L'iscrizione nella lista Unesco del Patrimonio Mondiale (54simo sito italiano) del progetto industriale, sociale, urbanistico e architettonico

Ivrea, Talponia di Gabetti e Isola

L’iscrizione, nel luglio di quest’anno, del sito Ivrea, Città industriale del XX secolo nella lista Unesco del Patrimonio Mondiale corona, con un riconoscimento internazionale, il grande progetto industriale, sociale, urbanistico e architettonico promosso da Adriano Olivetti (1901-60). Ivrea è forse la più significativa tra tutte le «utopie» industriali del Novecento, e come tale si misura con i modelli proposti per lo sviluppo industriale in America e in Europa nel corso degli ultimi due secoli.

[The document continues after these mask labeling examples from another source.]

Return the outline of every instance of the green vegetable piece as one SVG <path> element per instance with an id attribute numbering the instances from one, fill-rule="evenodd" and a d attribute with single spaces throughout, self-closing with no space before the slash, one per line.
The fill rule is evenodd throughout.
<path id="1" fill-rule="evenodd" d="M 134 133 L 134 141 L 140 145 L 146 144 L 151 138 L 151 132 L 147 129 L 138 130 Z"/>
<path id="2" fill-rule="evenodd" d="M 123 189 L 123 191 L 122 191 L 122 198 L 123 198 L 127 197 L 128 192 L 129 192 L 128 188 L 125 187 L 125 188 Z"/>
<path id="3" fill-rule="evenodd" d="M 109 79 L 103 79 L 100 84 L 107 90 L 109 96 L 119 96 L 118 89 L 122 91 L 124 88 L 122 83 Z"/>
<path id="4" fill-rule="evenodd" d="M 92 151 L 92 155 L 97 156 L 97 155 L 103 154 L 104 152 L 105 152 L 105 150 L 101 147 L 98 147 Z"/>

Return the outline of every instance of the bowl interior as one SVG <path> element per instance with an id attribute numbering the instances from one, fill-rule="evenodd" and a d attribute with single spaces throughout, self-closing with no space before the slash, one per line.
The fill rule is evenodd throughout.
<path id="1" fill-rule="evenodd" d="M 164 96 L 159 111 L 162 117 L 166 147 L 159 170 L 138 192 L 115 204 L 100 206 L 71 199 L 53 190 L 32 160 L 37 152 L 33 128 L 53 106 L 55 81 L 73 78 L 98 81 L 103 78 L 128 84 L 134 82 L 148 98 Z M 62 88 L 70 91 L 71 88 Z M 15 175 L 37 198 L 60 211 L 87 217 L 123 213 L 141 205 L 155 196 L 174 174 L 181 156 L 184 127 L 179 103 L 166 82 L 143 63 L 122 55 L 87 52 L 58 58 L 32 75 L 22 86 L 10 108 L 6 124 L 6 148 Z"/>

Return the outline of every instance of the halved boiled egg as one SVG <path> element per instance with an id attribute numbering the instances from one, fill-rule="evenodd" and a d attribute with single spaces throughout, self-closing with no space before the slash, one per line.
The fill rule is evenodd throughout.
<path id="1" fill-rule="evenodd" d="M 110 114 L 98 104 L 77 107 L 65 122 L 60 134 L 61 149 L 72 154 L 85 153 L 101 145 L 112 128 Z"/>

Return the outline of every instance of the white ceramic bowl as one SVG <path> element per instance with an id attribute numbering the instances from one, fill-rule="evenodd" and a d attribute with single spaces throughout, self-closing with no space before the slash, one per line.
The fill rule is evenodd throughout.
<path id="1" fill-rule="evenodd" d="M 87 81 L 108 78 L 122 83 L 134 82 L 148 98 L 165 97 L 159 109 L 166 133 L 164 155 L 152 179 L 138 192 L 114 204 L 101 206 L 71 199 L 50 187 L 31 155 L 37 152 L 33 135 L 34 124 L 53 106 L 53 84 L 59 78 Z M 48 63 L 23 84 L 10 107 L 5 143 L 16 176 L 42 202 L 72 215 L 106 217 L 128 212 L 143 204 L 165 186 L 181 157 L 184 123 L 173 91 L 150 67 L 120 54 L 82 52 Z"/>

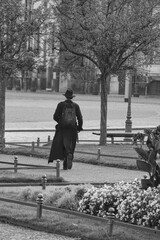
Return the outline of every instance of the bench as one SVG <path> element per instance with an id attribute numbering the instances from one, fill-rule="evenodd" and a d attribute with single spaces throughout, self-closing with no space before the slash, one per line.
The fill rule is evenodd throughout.
<path id="1" fill-rule="evenodd" d="M 94 135 L 100 135 L 100 133 L 93 132 Z M 133 142 L 133 137 L 136 133 L 133 132 L 108 132 L 107 138 L 111 138 L 111 143 L 114 144 L 114 138 L 124 138 L 126 142 Z M 145 134 L 144 134 L 145 135 Z"/>

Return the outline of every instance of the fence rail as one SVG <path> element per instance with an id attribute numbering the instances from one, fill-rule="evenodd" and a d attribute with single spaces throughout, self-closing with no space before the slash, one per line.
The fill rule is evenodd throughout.
<path id="1" fill-rule="evenodd" d="M 150 129 L 154 129 L 153 127 L 147 127 Z M 121 142 L 127 142 L 127 138 L 130 138 L 130 142 L 132 142 L 132 138 L 133 135 L 137 132 L 137 131 L 141 131 L 143 132 L 145 128 L 142 127 L 137 127 L 137 128 L 132 128 L 132 132 L 125 132 L 125 128 L 107 128 L 107 142 L 110 142 L 112 144 L 114 143 L 121 143 Z M 55 129 L 6 129 L 5 133 L 47 133 L 47 132 L 55 132 Z M 99 138 L 98 135 L 100 135 L 100 129 L 84 129 L 82 133 L 86 133 L 86 132 L 92 132 L 93 136 L 97 135 L 97 139 L 79 139 L 78 141 L 84 142 L 84 143 L 98 143 L 99 142 Z M 126 138 L 126 139 L 125 139 Z M 40 138 L 37 138 L 37 142 L 36 145 L 39 146 L 40 144 L 45 144 L 47 142 L 50 142 L 50 136 L 48 136 L 48 140 L 47 141 L 40 141 Z M 34 144 L 33 141 L 7 141 L 6 139 L 4 139 L 4 146 L 5 144 L 8 145 L 15 145 L 15 146 L 22 146 L 23 145 L 30 145 L 30 144 Z M 33 146 L 34 148 L 35 146 Z"/>

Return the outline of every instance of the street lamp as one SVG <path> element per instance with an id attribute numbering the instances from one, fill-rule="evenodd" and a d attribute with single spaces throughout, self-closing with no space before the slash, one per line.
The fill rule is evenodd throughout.
<path id="1" fill-rule="evenodd" d="M 127 108 L 127 119 L 125 122 L 125 132 L 132 132 L 132 120 L 131 120 L 131 96 L 132 96 L 132 76 L 130 71 L 127 71 L 127 76 L 129 79 L 129 89 L 128 89 L 128 108 Z"/>

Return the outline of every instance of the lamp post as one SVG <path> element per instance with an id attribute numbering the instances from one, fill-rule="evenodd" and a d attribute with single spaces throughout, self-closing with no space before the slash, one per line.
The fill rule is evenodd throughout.
<path id="1" fill-rule="evenodd" d="M 125 132 L 132 132 L 132 120 L 131 120 L 132 76 L 130 71 L 127 71 L 126 77 L 128 77 L 129 79 L 129 91 L 128 91 L 128 107 L 127 107 L 127 119 L 125 122 Z"/>

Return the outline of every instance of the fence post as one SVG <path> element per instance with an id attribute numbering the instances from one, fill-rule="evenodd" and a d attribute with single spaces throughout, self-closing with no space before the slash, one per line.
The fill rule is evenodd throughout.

È l’America che segna l’avvio della grande saga degli Olivetti: Camillo Olivetti (1868-1943), padre di Adriano, vi si reca nel 1893 (assieme al suo maestro Galileo Ferraris) per visitare la grande Esposizione Mondiale Colombiana di Chicago, che presenta le novità tecnologiche alla base del progresso industriale americano. Al ritorno, fonda una società industriale per la produzione di strumenti elettrici di misurazione. Dopo un secondo viaggio in America nel 1910, Camillo inizia a Ivrea la produzione di macchine da scrivere, che darà fama internazionale all’impresa.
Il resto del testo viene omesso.